Tony Tulathimutte, Private Citizens
“Here finally Kant perceives the true rift between them: Julian doesn't know the difference between embarrassment and shame. How shame soaks, stains, leaves a skidmark on everything and when it has nothing to stick to, spreads until it does. Embarrassment is contained by incidents, gets funny and small over time; shame runs gangrene through the entire past, makes the future impossible. You can't own it or laugh it off, only try to bail it out in sloshing bucketfuls, drenching yourself in the process. Embarrassment is an event, shame a condition, one that Julian has somehow either mastered or never experienced, which explains why he's so easygoing, and why, to him, the world is so tractable, why all seems fixable with talk. What's inside Julian is smooth and fragrant, his desires desirable, and so his words are gift wrap, sometimes sloppy but always appreciated. Whereas if Kant ever relaxes his vigilance, allows his own sick and malign requirements to escape through the candor of voice or touch, they could never be recontained.”

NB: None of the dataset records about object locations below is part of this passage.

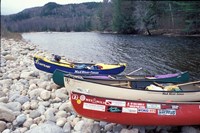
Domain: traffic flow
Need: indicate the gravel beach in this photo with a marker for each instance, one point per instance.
(30, 102)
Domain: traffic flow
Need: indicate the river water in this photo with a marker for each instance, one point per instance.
(155, 54)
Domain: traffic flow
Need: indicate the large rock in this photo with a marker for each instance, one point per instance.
(2, 126)
(46, 128)
(21, 119)
(14, 106)
(45, 95)
(6, 114)
(9, 57)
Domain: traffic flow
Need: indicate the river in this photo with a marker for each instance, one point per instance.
(155, 54)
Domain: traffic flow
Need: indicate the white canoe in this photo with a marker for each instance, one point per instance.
(188, 91)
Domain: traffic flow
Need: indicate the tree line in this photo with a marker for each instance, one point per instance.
(121, 16)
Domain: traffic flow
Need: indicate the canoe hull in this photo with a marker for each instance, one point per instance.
(72, 83)
(135, 112)
(137, 81)
(51, 67)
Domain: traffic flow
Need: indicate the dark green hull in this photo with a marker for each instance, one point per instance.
(137, 81)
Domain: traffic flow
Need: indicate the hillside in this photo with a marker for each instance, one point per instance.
(126, 17)
(53, 17)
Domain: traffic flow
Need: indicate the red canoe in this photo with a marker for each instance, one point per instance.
(135, 112)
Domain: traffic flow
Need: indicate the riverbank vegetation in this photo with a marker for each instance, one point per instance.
(119, 16)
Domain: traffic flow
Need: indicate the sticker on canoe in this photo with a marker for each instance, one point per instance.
(78, 101)
(153, 106)
(173, 93)
(147, 110)
(85, 72)
(166, 112)
(136, 105)
(114, 109)
(167, 106)
(115, 103)
(42, 64)
(74, 97)
(82, 97)
(129, 110)
(94, 100)
(96, 107)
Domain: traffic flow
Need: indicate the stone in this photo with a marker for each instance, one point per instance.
(45, 95)
(41, 109)
(34, 104)
(26, 106)
(20, 119)
(66, 106)
(79, 125)
(33, 94)
(129, 131)
(2, 126)
(22, 99)
(67, 128)
(32, 86)
(61, 121)
(4, 99)
(46, 128)
(25, 75)
(34, 114)
(49, 115)
(9, 57)
(61, 114)
(87, 126)
(7, 131)
(96, 128)
(6, 114)
(28, 122)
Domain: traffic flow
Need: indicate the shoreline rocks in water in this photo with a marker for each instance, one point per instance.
(30, 102)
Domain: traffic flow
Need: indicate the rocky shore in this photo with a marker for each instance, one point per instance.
(31, 103)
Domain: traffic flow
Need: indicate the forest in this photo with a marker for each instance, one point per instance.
(116, 16)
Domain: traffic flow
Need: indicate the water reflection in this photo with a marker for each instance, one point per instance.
(155, 54)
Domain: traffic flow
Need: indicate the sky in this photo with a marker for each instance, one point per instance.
(15, 6)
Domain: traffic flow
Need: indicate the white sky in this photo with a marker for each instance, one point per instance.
(15, 6)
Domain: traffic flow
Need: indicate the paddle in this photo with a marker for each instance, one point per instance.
(171, 87)
(134, 71)
(194, 82)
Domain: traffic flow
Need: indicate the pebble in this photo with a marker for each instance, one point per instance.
(33, 103)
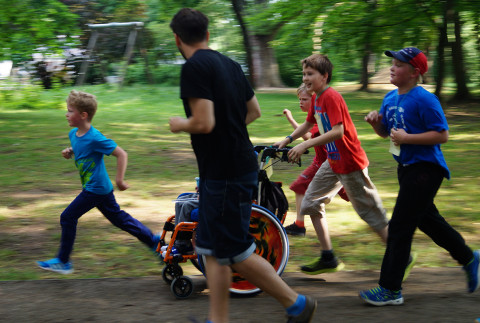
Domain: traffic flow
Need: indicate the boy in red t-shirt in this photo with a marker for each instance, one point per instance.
(299, 186)
(346, 163)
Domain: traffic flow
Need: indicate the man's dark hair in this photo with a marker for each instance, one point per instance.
(190, 25)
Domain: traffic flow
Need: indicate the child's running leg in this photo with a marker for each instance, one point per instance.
(121, 219)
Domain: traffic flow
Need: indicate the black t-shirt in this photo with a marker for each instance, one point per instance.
(226, 152)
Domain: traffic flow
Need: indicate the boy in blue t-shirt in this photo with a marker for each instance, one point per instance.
(89, 146)
(414, 120)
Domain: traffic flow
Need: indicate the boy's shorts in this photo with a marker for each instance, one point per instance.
(300, 185)
(224, 218)
(362, 192)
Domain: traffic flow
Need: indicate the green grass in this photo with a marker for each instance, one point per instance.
(37, 183)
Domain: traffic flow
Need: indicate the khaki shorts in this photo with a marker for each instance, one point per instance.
(360, 189)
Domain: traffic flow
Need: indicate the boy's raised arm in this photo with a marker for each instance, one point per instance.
(122, 160)
(67, 153)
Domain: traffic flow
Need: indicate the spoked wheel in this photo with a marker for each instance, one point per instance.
(196, 264)
(182, 287)
(170, 272)
(272, 244)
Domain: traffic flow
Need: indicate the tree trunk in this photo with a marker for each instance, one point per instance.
(261, 60)
(440, 62)
(458, 65)
(238, 10)
(265, 63)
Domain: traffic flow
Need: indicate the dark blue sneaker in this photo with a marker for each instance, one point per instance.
(380, 296)
(306, 315)
(156, 241)
(473, 272)
(56, 265)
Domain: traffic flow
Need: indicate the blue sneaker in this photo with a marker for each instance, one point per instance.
(411, 263)
(473, 272)
(56, 265)
(380, 296)
(156, 241)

Tony Tulathimutte, Rejection
“I loved Twitter: an open, rhizomatic forum where you could aggravate existing mental illnesses, shop for new ones, violate your Miranda rights, and get fired. A place to be judged on the character of your content, driven by rubbernecking and spite, where fame is a millstone and names are bad op-sec. Twitter was the right word for it, birdsong being a Darwinian squall mistaken for idle chatter, screaming for territory and mates. An improv class, press conference, intervention, Klan rally, comics convention, and struggle session all booked in the same conference room.”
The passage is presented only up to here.